"La vraie vie, la vie enfin découverte et éclaircie, la seule vie par conséquent pleinement vécue, c'est la littérature." -Marcel Proust


"Je ne suis rien d'autre que littérature, je ne peux et ne veux pas être autre chose." -Franz Kafka


"J'ai dit à la vie pratique un irrévocable adieu." -Gustave Flaubert

lundi 26 septembre 2011

Au bonheur des dames, Zola



Ma note: 8/10

Voici la quatrième de couverture: Octave Mouret affole les femmes de désir. Son grand magasin parisien, Au Bonheur des Dames, est un paradis pour les sens. Les tissus s'amoncellent, éblouissants, délicats, de faille ou de soie. Tout ce qu'une femme peut acheter en 1883, Octave Mouret le vend, avec des techniques révolutionnaires. Le succès est immense. Mais ce bazar est une catastrophe pour le quartier, les petits commerces meurent, les spéculations immobilières se multiplient.

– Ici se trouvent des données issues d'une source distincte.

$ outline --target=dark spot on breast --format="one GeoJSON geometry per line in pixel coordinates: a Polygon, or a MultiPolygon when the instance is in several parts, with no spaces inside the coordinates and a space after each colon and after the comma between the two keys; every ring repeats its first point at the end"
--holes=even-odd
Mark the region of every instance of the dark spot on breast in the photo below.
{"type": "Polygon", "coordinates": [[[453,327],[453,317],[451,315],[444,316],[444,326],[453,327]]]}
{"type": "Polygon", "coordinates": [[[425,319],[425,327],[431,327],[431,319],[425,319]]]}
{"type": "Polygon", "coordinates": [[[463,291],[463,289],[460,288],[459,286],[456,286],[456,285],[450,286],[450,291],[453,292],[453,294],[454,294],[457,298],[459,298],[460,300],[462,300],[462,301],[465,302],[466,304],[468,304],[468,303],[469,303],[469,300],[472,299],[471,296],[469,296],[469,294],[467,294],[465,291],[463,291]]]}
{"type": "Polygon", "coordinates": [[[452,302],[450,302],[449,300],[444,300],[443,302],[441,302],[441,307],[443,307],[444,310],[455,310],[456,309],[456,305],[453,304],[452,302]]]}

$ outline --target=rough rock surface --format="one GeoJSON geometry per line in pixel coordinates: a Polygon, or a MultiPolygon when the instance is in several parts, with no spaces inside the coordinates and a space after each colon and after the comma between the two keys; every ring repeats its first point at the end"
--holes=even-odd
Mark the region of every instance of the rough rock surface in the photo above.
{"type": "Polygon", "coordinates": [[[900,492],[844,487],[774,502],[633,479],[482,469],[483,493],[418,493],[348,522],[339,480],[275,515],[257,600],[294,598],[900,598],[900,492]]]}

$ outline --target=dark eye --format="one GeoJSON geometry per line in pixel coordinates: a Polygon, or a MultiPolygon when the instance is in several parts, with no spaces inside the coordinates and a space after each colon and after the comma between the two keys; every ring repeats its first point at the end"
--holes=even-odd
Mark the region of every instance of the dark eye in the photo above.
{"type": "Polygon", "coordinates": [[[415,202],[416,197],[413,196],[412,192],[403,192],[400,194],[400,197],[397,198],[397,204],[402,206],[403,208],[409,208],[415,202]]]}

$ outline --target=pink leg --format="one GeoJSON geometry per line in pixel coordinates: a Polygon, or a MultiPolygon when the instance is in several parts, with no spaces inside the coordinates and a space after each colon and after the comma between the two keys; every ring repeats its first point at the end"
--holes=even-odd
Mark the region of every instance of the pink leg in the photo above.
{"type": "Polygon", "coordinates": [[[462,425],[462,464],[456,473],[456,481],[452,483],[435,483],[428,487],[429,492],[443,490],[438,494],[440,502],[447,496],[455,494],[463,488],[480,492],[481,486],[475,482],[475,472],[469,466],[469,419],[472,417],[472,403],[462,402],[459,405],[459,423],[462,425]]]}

Et le personnel connaît une vie d'enfer. Denise échoue de Valognes dans cette fournaise, démunie mais tenace. Zola fait de la jeune fille et de son puissant patron amoureux d'elle le symbole du modernisme et des crises qu'il suscite. Zola plonge le lecteur dans un bain de foule érotique. Personne ne pourra plus entrer dans un grand magasin sans ressentir ce que Zola raconte avec génie : les fourmillements de la vie.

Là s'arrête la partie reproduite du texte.